Review Summary: Finally, a soundtrack that succeeds in exactly what it is supposed to do.1 of 1 thought this review was well written
Hanna is a soundtrack to a movie. That sentence wasn’t too hard to understand, now was it? Apparently, for many modern movie soundtracks, producers, this concept is beyond their reach. They are far too busy either making grandiose, “epic”, soundscapes that ultimately work against the movie, or see how many big name bands they can cram together to garner some attention into getting people buying their soundtrack. Sometimes they even enter into the worst vice of all, being boring.
The Chemical Brothers rather cleverly avoided these pitfalls by doing perhaps the most obvious thing of all, exactly what they were hired to do. They make a soundtrack to a movie. Songs stick directly to the important moods of the story, not getting caught up in words (sans the final track) or excessively flashy instrumentation. Much of the album is spent sending the listener on alternating volleys of songs emanating naïve innocence (Hanna) to songs dripping wet with the sweat of pure urgency (Escape 700). Two moods that are highly relevant to the story of a child assassin. The album only strays from this established set-up on a few occasions. Occasions carefully planned to establish the inherent dissonance in the concept of a child assassin. Whether it is the unsettling childhood toy keyboard sounds of The Sandman or the complete opposites being playfully juxtaposed in The Devil is in the Beats, each song sounds like it has meaning and purpose.

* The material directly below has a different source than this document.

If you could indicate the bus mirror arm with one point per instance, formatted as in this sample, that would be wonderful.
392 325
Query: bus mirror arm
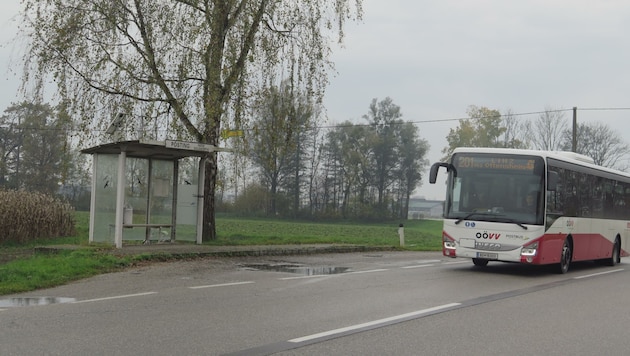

When playing the record, certain aspects of the songs leave the listener in awe. Not in the sense of how dense the music is--this is the Chemical Brothers we are talking about after all. No, it is more awe-inspiring in the sense that none of the elements feel wasted or become tiring--there is no boring lull in the album. They took the best parts of Further and Dig Your Own Hole, trimmed the fat, cranked the darkness to 11, and ended up with one of the most engaging records of their career, not to mention contributing one of the best soundtracks in the past few years.